= Cormac MacDermott (harper) =

Irish harper and composer

Cormac MacDermott (year of birth unknown – 26 February 1618), Irish harper and composer, was one of the best-known Irish harpers and a member of the "Royal Musick" (the official band of musicians) at the English court of James I. He was the only Irish composer at this period known to have written in a European Renaissance art music idiom.

==Life==
MacDermott may have been a native of Moylurg, northern County Roscommon, whose ruling family were the Mac Diarmata (MacDermott) clan.

In 1590, he was employed by Sir Robert Cecil, 1st Earl of Salisbury, for whom he undertook at least five travels to Ireland to exchange personal correspondence between 1603 and 1611. In addition, in October 1605, he was appointed to the Royal Musick in London, the first harper since the death of Blind William More in 1565. He was succeeded on his death by his pupil Phillip Squire.

==Music==
MacDermott's compositions survive in consort form only and Peter Holman suggested that it was MacDermott who brought this new consort-style of Irish harp-playing to the English court. Holman also published evidence to the effect that the harp used in William Lawes's harp consorts was not a gut-strung Italian triple harp but a wire-strung Irish harp. The original players in the early performances of the Lawes consorts were the MacDermott pupil Philip Squire and later Squire's pupil Lewis Evans, both on Irish harps.

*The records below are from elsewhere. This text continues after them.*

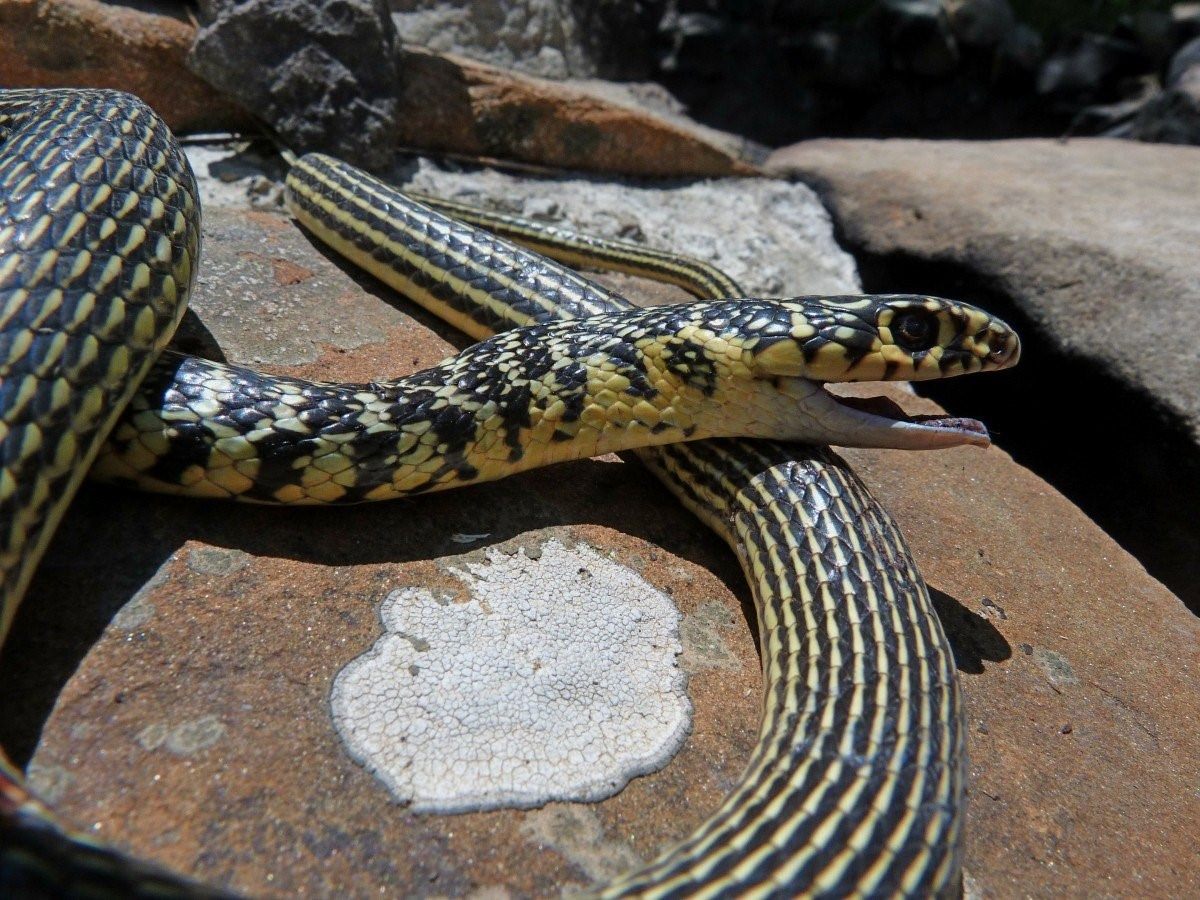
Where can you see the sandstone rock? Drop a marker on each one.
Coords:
(85, 43)
(539, 37)
(1092, 245)
(453, 105)
(195, 727)
(322, 75)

In the most elaborate of the ten compositions for harp consort by William Lawes, the Royall Consort No. 9, a theme by MacDermott is the basis of the first movement.

==Recordings==
- Exquisite Consorts – recorded by The Harp Consort, Andrew Lawrence-King (harps, direction), Berlin Classics 0011552BC (CD, 1995/2005); includes consort music by William Lawes and Henry Purcell, including the Paven in Consort No. 9 on a theme by Cormac MacDermott.
- Cormacke; Allmane; Mr. Cormake Allman; Schoch.a.torum Cormacke – recorded by Andrew Lawrence-King on historical harps: Deutsche Harmonia Mundi 05472 77504 2 (CD, 1999).
- Sir John Packington's Pavin; Allmane; Mr. Cormake's Pavin; Mr. Cormake's Allman – recorded by Siobhán Armstrong (Irish harp) and The Irish Consort: Destino Classics DC 1801 (CD, 2018).

==Bibliography==
- Seán Donnelly: "An Irish Harper and Composer: Cormac MacDermott (?–1618)", in Ceól vol. 8 (1986), no. 1&2 (July), pp. 40–50.
- Peter Holman: "The Harp in Stuart England", in Early Music vol. 15 (1987), pp. 188–203.
- John Cunningham: "'Irish harpers are excellent, and their solemn music is much liked of strangers': The Irish Harp in Non-Irish Contexts in the Seventeenth Century", in Barra Boydell, Kerry Houston (eds): Music, Ireland and the Seventeenth Century (= Irish Musical Studies 10) (Dublin: Four Courts Press, 2009), pp. 62–80.